- Em 2025 surge o “ano do sketch do homem que se zomba a si mesmo”, seguindo a linha de 2024 de stand-up masculino mais reflexivo.
- Comediantes como Kiry Shabazz, Sahib Singh, Dan Carney e Eric Rahill passam a explorar a masculinidade por meio de sketches curtos que mostram inseguranças e contradições.
- Um exemplo envolve Sahib Singh com Wingspan, questionando, via ChatGPT, se é aceitável que homens gostem de jogos de tabuleiro, após uma situação cômica em que sua reação é exagerada.
- Dan Carney aparece em vídeos em que finge ser aliado de pessoas LGBT, incluindo uma participação em Pride, e usa o humor para revelar o choque entre intenções e atitudes reais.
- A tendência valoriza a autoironia para discutir a pressões de masculine, a busca por autenticidade e a distância entre a vida online e a experiência real, em formato de curtas para redes sociais.
O cenário atual da comédia nas redes sociais passa por uma guinada na percepção de masculinidade. Em 2025, surge o chamado ano do sketch do homem que se zomba a si mesmo, ampliando o espaço para humor sobre inseguranças e performances masculinas.

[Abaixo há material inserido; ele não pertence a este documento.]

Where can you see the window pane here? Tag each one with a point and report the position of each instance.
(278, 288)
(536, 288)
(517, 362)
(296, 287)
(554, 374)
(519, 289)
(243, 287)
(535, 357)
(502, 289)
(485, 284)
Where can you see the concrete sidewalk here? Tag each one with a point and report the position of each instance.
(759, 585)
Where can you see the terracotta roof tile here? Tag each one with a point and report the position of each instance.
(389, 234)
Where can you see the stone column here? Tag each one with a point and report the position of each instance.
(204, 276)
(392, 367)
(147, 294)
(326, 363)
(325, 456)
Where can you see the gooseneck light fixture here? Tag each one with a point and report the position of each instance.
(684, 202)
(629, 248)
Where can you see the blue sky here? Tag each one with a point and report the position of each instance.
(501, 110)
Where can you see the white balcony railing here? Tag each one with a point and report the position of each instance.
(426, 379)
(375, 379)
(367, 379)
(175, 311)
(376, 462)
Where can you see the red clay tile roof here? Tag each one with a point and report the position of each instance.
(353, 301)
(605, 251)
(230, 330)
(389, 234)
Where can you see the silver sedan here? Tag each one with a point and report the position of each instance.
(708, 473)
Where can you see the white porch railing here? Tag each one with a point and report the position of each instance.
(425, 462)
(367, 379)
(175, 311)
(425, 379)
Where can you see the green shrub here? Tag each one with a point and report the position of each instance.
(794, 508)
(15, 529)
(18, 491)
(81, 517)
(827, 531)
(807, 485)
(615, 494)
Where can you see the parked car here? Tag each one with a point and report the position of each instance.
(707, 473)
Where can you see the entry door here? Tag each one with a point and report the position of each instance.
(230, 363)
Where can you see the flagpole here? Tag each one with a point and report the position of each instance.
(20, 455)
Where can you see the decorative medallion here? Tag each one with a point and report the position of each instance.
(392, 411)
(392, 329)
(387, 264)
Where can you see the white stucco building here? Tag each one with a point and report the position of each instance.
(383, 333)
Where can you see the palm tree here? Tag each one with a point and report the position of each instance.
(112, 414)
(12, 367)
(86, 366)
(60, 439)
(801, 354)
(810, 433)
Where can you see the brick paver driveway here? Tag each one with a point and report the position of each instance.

A pauta envolve nomes como Kiry Shabazz, Sahib Singh, Dan Carney e Eric Rahill, que popularizam peças curtas que ironizam traços do comportamento masculino moderno. A repercussão inclui referências a Wingspan, jogos, relacionamentos e o uso de ferramentas como o ChatGPT para questionar hábitos e preferências.

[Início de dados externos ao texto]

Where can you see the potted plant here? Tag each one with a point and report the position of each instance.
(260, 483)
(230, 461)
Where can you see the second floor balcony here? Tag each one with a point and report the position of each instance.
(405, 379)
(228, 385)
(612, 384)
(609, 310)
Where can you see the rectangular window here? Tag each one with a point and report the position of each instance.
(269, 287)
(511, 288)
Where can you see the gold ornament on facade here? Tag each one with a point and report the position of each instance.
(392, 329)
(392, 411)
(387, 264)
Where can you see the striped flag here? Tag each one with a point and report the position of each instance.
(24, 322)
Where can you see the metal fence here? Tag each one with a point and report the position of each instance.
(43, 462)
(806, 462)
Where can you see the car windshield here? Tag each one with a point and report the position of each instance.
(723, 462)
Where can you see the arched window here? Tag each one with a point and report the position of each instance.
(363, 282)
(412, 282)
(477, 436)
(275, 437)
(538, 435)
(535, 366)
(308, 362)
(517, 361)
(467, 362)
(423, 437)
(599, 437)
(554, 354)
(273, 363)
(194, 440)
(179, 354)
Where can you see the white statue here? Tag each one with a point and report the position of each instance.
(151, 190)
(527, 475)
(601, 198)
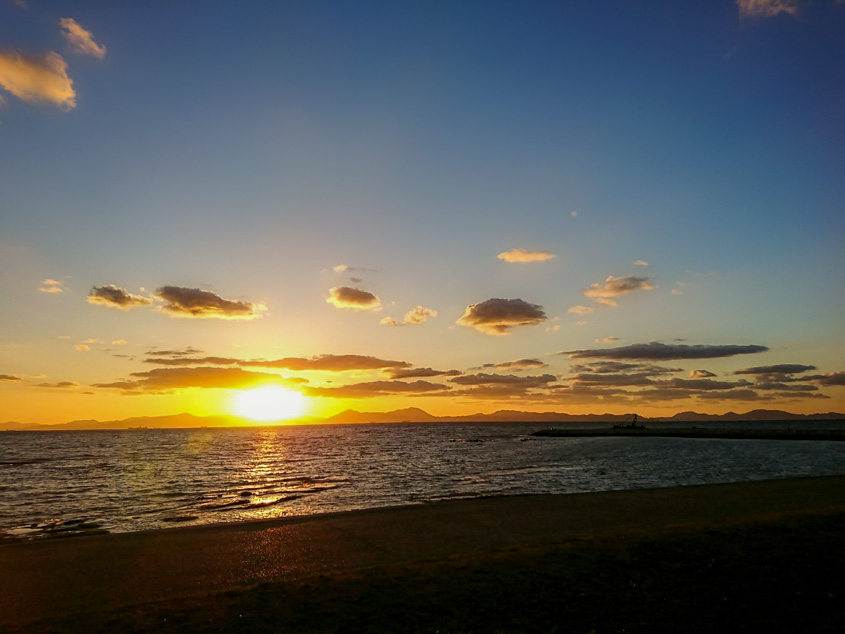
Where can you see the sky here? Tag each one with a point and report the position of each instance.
(583, 207)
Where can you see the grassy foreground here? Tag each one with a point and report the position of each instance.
(774, 574)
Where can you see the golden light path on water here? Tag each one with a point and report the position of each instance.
(269, 403)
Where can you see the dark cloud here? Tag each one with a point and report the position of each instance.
(497, 316)
(161, 379)
(700, 384)
(174, 353)
(619, 380)
(615, 286)
(195, 303)
(180, 361)
(414, 373)
(331, 363)
(783, 368)
(354, 298)
(700, 374)
(834, 378)
(519, 364)
(663, 352)
(733, 395)
(605, 367)
(377, 388)
(62, 385)
(116, 297)
(784, 387)
(505, 379)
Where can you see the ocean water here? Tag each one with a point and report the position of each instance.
(55, 483)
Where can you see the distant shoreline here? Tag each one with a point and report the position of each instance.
(667, 551)
(693, 432)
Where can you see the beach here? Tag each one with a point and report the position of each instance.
(636, 560)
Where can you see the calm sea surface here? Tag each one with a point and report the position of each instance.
(134, 480)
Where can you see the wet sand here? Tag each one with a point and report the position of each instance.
(633, 560)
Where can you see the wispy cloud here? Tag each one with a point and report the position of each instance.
(80, 40)
(497, 316)
(834, 378)
(51, 286)
(168, 379)
(110, 295)
(60, 385)
(331, 363)
(782, 368)
(615, 286)
(417, 373)
(524, 255)
(504, 379)
(194, 303)
(377, 388)
(767, 8)
(37, 79)
(353, 298)
(519, 364)
(700, 374)
(413, 317)
(662, 352)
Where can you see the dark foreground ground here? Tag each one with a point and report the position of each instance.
(761, 571)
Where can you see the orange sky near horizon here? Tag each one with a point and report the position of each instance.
(574, 207)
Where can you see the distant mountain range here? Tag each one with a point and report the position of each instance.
(413, 415)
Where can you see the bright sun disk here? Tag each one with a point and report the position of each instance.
(269, 403)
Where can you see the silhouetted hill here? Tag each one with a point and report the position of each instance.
(413, 415)
(753, 415)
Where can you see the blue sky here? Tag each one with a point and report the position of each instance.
(692, 150)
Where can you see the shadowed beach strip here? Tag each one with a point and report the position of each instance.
(320, 573)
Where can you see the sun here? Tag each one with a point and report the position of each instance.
(268, 403)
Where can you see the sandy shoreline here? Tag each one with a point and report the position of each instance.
(80, 577)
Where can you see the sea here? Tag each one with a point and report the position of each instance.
(57, 483)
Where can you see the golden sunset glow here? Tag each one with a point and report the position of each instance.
(268, 403)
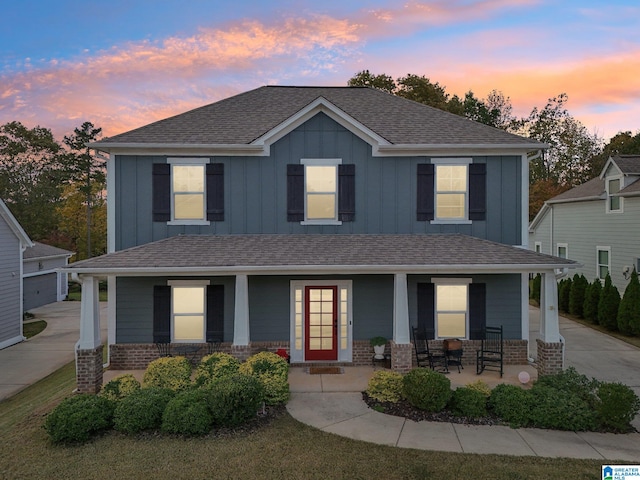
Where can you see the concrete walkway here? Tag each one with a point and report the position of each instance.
(27, 362)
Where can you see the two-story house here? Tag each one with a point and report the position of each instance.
(312, 219)
(596, 223)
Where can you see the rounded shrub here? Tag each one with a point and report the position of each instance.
(214, 366)
(76, 418)
(468, 402)
(427, 390)
(234, 399)
(168, 372)
(272, 370)
(617, 406)
(141, 410)
(560, 410)
(187, 414)
(385, 386)
(511, 403)
(120, 387)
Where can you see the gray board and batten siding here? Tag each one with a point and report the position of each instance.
(270, 299)
(255, 190)
(10, 280)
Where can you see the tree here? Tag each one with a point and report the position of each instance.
(629, 311)
(608, 305)
(31, 176)
(591, 300)
(85, 170)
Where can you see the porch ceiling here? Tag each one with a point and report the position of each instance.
(300, 253)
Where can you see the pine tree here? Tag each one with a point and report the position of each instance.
(576, 297)
(608, 305)
(629, 311)
(591, 300)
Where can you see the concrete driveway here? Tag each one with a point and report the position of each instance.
(27, 362)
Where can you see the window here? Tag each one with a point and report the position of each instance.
(562, 250)
(451, 190)
(188, 305)
(614, 203)
(321, 192)
(188, 191)
(452, 305)
(603, 261)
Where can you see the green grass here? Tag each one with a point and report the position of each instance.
(31, 329)
(283, 449)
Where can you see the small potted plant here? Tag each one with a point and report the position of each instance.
(378, 344)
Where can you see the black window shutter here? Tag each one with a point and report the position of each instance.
(215, 192)
(426, 304)
(477, 191)
(215, 313)
(477, 310)
(347, 192)
(161, 175)
(425, 200)
(295, 193)
(161, 314)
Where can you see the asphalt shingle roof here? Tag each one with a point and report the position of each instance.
(301, 250)
(241, 119)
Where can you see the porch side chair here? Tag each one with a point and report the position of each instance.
(490, 356)
(425, 357)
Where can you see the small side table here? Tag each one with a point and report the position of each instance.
(384, 362)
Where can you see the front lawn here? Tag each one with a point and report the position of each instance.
(284, 448)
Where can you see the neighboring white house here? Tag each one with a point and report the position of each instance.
(43, 283)
(13, 242)
(596, 224)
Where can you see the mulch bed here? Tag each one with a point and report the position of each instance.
(406, 410)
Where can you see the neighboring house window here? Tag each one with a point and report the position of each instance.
(188, 191)
(451, 191)
(321, 191)
(614, 203)
(562, 250)
(603, 261)
(187, 311)
(452, 308)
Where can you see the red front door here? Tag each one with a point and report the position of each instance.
(321, 323)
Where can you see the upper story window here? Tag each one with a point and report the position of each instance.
(188, 191)
(451, 190)
(614, 203)
(321, 192)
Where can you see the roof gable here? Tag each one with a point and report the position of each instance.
(249, 121)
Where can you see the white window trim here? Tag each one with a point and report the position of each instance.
(189, 283)
(608, 202)
(189, 161)
(450, 281)
(321, 162)
(344, 355)
(598, 250)
(466, 161)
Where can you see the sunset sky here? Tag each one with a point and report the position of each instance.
(125, 63)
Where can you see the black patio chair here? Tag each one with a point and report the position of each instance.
(426, 358)
(491, 352)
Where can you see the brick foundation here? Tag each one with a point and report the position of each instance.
(549, 357)
(89, 370)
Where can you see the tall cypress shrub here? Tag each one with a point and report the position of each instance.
(576, 297)
(629, 311)
(608, 305)
(591, 300)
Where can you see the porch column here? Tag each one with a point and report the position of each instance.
(240, 347)
(550, 347)
(401, 350)
(89, 347)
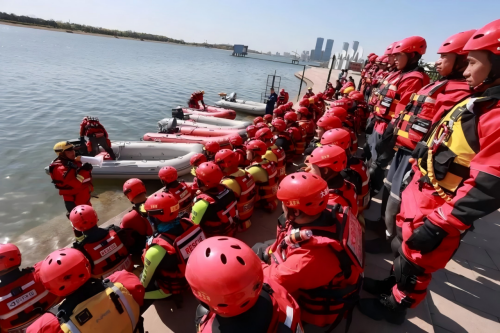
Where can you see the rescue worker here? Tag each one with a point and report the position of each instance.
(413, 124)
(274, 153)
(214, 209)
(24, 298)
(264, 173)
(102, 246)
(179, 189)
(241, 183)
(115, 301)
(446, 195)
(168, 250)
(135, 224)
(195, 99)
(308, 257)
(98, 136)
(262, 304)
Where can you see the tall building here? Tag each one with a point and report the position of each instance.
(328, 50)
(318, 48)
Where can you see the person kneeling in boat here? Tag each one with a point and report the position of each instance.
(90, 305)
(264, 172)
(195, 99)
(180, 190)
(167, 251)
(214, 209)
(308, 257)
(98, 136)
(135, 224)
(241, 183)
(23, 296)
(221, 268)
(102, 246)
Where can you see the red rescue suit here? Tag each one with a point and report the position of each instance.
(23, 299)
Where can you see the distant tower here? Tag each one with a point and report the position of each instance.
(328, 50)
(318, 48)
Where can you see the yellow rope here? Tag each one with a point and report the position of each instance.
(434, 182)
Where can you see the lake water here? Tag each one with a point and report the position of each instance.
(50, 80)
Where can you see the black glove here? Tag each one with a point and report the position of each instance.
(87, 167)
(426, 238)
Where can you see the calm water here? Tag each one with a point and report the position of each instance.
(50, 80)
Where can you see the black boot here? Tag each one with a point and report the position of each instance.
(379, 287)
(384, 308)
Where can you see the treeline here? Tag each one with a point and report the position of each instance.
(98, 30)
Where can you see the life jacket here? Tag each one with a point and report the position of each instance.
(285, 314)
(247, 197)
(62, 170)
(113, 309)
(174, 282)
(344, 236)
(218, 219)
(23, 299)
(415, 121)
(107, 255)
(182, 192)
(389, 97)
(454, 142)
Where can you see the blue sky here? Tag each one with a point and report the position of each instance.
(275, 25)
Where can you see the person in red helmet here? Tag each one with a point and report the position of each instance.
(168, 250)
(413, 124)
(180, 190)
(392, 100)
(328, 162)
(241, 183)
(115, 301)
(443, 199)
(274, 153)
(262, 304)
(265, 175)
(104, 247)
(98, 136)
(214, 209)
(195, 99)
(307, 238)
(24, 298)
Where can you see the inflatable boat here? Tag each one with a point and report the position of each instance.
(254, 108)
(139, 159)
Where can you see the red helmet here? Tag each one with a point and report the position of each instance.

O foco é a desconstrução de arquétipos tradicionais. Ao mesmo tempo em que o humor destaca a fragilidade de certas posturas, ele também aponta a convivência entre empatia e padrões de dominação. A tendência acompanha o debate público sobre masculinidade e autorregulação emocional.
O material valoriza sketches em plataformas como TikTok e Instagram, onde os comediantes costumam interpretar versões de si mesmos. Assim, aparecem cenas de amigos que promovem amizades reais, pedidos de mensagens ao retornar para casa e confrontos entre autocuidado e exibicionismo.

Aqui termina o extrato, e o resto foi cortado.